Pemerintah Indonesia juga terus mengintensifkan mobilisasi tenaga lintas sektor dengan melibatkan unsur masyarakat, pelaku usaha, serta pihak swasta, bersinergi bersama jajaran pemerintah pusat dan daerah.
"Kami terus melakukan koordinasi, dialog, dan komunikasi dengan negara-negara tetangga agar dapat mengatasi isu ini secara bersama-sama," tambah Vahd.
Berdasarkan data dari sistem pemantauan SiPongi yang bersumber dari satelit NASA Terra/Aqua, SNPP, dan NOAA-20 hingga Selasa (15/9/2026) pukul 21.05 WIB, tercatat adanya pengurangan jumlah titik panas dari sebelumnya 1.437 titik pada Senin (14/9/2026) menjadi 1.037 titik panas.
Kendati demikian, sebaran kabut asap akibat karhutla sempat dilaporkan menerpa sejumlah wilayah di negara tetangga, termasuk Sabah dan Sarawak di Malaysia, Singapura, Brunei Darussalam, hingga Filipina yang turut berdampak hingga ke wilayah Ibu Kota Manila.
Sebelumnya, pada Sabtu (5/9), Pemerintah Malaysia sempat memberlakukan status darurat kabut asap untuk seluruh wilayah Serian di negara bagian Sarawak yang berbatasan langsung dengan Indonesia, meski status darurat tersebut tidak berselang lama kemudian dicabut.
Di sisi lain, bantuan internasional turut mengalir.
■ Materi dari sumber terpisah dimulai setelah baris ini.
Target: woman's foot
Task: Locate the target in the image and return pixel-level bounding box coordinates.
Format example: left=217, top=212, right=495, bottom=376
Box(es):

Pemerintah Jepang telah mengerahkan tiga unit helikopter untuk membantu jalannya operasi pemadaman karhutla di Indonesia pada rentang 12 hingga 19 September 2026. Sementara itu, Pemerintah Malaysia juga telah menyatakan kesiapannya untuk mengerahkan bantuan serupa, namun masih menunggu tanggapan resmi dari Pemerintah Indonesia.
Dari aspek penegakan hukum domestik, Menteri Kehutanan RI, Raja Juli Antoni, pada Rabu (16/9), mengumumkan bahwa pihaknya telah menjatuhkan sanksi administratif berupa pembekuan izin usaha terhadap 26 perusahaan yang terindikasi terlibat dalam kasus karhutla.
Juli menjelaskan bahwa sanksi administratif tersebut dieksekusi oleh Direktorat Jenderal Penegakan Hukum Kehutanan (Gakkum Kehutanan), yang juga dapat disertai kewajiban paksaan pemulihan lingkungan serta dilanjutkan ke ranah proses pidana apabila dalam investigasi ditemukan indikasi pelanggaran hukum yang kuat.